After creating all the chains, you can then attach them to a master LCEL chain.

Input:

from langchain_core.runnables import RunnableParallel
from operator import itemgetter
from langchain_core.runnables import RunnablePassthrough

master_chain = (
    {"characters": character_generation_chain, "genre":
    RunnablePassthrough()}
    | RunnableParallel(
        characters=itemgetter("characters"),
        genre=itemgetter("genre"),
        plot=plot_generation_chain,
    )
    | RunnableParallel(
        characters=itemgetter("characters"),
        genre=itemgetter("genre"),
        plot=itemgetter("plot"),
        scenes=scene_generation_plot_chain,
    )
)

story_result = master_chain.invoke({"genre": "Fantasy"})

The output is truncated when you see ... to save space. However, in total there were five characters and nine scenes generated.

Output:

{'characters': '''Name: Lyra, Biography: Lyra is a young elf who possesses
..\n\nName: Orion, Biography: Orion is a ..''', 'genre': {'genre':
'Fantasy'} 'plot': '''In the enchanted forests of a mystical realm, a great
darkness looms, threatening to engulf the land and its inhabitants. Lyra,
the young elf with a deep connection to nature, ...''', 'scenes': '''Scene
1: Lyra senses the impending danger in the forest ...\n\nScene 2: Orion, on
his mission to investigate the disturbances in the forest...\n\nScene 9:
After the battle, Lyra, Orion, Seraphina, Finnegan...'''}

The scenes are split into separate items within a Python list. Then two new prompts are created to generate both a character script and a summarization prompt:

# Extracting the scenes using .split('\n') and removing empty strings:
scenes = [scene for scene in story_result["scenes"].split("\n") if scene]
generated_scenes = []
previous_scene_summary = ""

character_script_prompt = ChatPromptTemplate.from_template(
    template="""Given the following characters: {characters} and the genre:
    {genre}, create an effective character script for a scene.

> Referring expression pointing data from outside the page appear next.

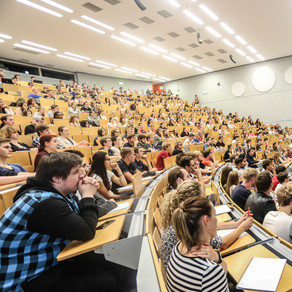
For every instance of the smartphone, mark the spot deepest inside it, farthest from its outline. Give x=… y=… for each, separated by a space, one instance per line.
x=105 y=224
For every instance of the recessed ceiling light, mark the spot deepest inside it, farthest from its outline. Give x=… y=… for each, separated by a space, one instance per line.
x=194 y=63
x=57 y=5
x=206 y=68
x=97 y=22
x=259 y=56
x=250 y=59
x=200 y=70
x=209 y=12
x=129 y=69
x=99 y=65
x=30 y=48
x=69 y=58
x=132 y=37
x=145 y=73
x=161 y=77
x=77 y=56
x=41 y=8
x=39 y=45
x=87 y=26
x=149 y=51
x=193 y=17
x=123 y=41
x=186 y=65
x=170 y=59
x=141 y=75
x=227 y=28
x=252 y=49
x=157 y=48
x=106 y=63
x=157 y=79
x=241 y=40
x=124 y=71
x=174 y=3
x=241 y=52
x=213 y=32
x=5 y=36
x=177 y=56
x=228 y=43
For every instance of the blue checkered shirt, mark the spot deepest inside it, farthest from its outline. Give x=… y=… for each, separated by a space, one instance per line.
x=24 y=255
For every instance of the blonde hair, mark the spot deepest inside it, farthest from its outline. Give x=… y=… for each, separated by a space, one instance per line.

    You must follow the following principles:
    - Use the Previous Scene Summary: {previous_scene_summary} to avoid
    repeating yourself.
    - Use the Plot: {plot} to create an effective scene character script.
    - Currently you are generating the character dialogue script for the
    following scene: {scene}

    ---
    Here is an example response:
    SCENE 1: ANNA'S APARTMENT

    (ANNA is sorting through old books when there is a knock at the door.
    She opens it to reveal JOHN.)
    ANNA: Can I help you, sir?
    JOHN: Perhaps, I think it's me who can help you. I heard you're
    researching time travel.
    (Anna looks intrigued but also cautious.)
    ANNA: That's right, but how do you know?
    JOHN: You could say... I'm a primary source.

    ---
    SCENE NUMBER: {index}

    """,
)

summarize_prompt = ChatPromptTemplate.from_template(
    template="""Given a character script, create a summary of the scene.
    Character script: {character_script}""",
)

Technically, you could generate all of the scenes asynchronously. However, it’s beneficial to know what each character has done in the previous scene to avoid repeating points.

Therefore, you can create two LCEL chains, one for generating the character scripts per scene and the other for summarizations of previous scenes:

# Loading a chat model:
model = ChatOpenAI(model='gpt-3.5-turbo-16k')

# Create the LCEL chains:
character_script_generation_chain = (
    {
        "characters": RunnablePassthrough(),
        "genre": RunnablePassthrough(),
        "previous_scene_summary": RunnablePassthrough(),
        "plot": RunnablePassthrough(),
        "scene": RunnablePassthrough(),
        "index": RunnablePassthrough(),
    }
    | character_script_prompt
    | model
    | StrOutputParser()
)

summarize_chain = summarize_prompt | model | StrOutputParser()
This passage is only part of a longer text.